My mom got me a Kindle for my birthday, and as much as I preach the pleasure of cracking open a new book, I’m slightly addicted to it. It’s so amazingly convienient; press a button and a book appears as if by magic! No waiting until I have time to go to the bookstore, no exchanging of actual money (because virtual money doesn’t count, right???), just good books that I want, when I want them. It’s dangerous on my pocketbook, to say the least.

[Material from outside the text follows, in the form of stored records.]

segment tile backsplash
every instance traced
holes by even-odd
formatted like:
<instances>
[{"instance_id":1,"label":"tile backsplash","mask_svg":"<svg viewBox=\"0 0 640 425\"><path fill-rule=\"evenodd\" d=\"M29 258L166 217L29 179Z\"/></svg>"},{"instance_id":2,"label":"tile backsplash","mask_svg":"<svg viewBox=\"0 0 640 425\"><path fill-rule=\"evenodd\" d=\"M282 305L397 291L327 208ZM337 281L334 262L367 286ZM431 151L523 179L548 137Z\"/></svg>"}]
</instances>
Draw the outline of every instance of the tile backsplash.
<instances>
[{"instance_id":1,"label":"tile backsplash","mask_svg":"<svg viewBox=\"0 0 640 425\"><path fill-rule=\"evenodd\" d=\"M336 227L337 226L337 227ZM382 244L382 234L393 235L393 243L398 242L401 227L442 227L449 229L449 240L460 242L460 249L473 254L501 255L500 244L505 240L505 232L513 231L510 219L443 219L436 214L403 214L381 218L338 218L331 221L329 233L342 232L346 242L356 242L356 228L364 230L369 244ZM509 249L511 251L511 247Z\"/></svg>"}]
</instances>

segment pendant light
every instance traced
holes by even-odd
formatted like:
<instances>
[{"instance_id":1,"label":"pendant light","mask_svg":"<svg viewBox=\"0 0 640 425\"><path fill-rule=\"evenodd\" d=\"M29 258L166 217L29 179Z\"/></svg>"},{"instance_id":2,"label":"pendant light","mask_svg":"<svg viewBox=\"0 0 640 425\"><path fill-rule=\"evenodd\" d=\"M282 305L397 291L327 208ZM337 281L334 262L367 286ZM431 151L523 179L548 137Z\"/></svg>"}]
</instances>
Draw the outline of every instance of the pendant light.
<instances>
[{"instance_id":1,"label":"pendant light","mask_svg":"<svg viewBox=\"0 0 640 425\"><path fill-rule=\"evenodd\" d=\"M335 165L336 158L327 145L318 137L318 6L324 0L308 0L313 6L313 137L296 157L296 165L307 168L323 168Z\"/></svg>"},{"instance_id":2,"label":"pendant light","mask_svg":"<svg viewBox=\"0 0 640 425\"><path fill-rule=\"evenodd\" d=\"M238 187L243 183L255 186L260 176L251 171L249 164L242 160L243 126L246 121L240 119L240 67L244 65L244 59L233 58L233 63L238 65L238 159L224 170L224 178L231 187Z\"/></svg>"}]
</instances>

Anyhoo, I stand by my claim that (eventhoughtIlovemyKindleandneverwanttobewithoutit) real books will always be better. The thrill of browsing the shelves and picking up the perfect book, like rediscovering an old friend. The sound of the spine cracking as you open it for the first time, the sound that promises unlocking adventure. I love the romance of books – their promise, their ability to take you to places you never imagined, the way they sit on your shelves so patiently while you read newer, flashier titles, knowing that you’ll love them just as much when you finally come back and read them again. I even love their smell, that’s how much I love a tactile, tangible, real-life book. To this day, one of the most romantic things A can say to me (and he often does, good man) is “how about we go to the bookstore tonight, grab a cup of coffee, and buy you a good book.”

So even with my newfound Kindle-love, there are more than a few books I would die to have right now. I’d love the Kindle version, goodness knows they’d be cheaper, but I’ve wanted these titles long enough that I’d love to have them grace my shelves in hardback. Heck, I’d take them in softcover, but nothin’ says lovin’ like a hardback book. So here, in no particular order, are the top five books I’d love to have in real-print editions right now:

1. Fragments: Poems, Intimate Notes, Letters by Marilyn Monroe, etided by Bernard Comment

2. Bossypants by Tina Fey

3. The Bitch in the House by Cathi Hanauer

4. Local Flavors: Cooking and Eating from America’s Farmer’s Markets by Deborah Madison

5. Amphigorey: Fifteen Books by Edward Gorey

Love. Edward. Gorey.

Do you still die for hardback books, or do you prefer the downloadable version? What’s on your must-own book list right now?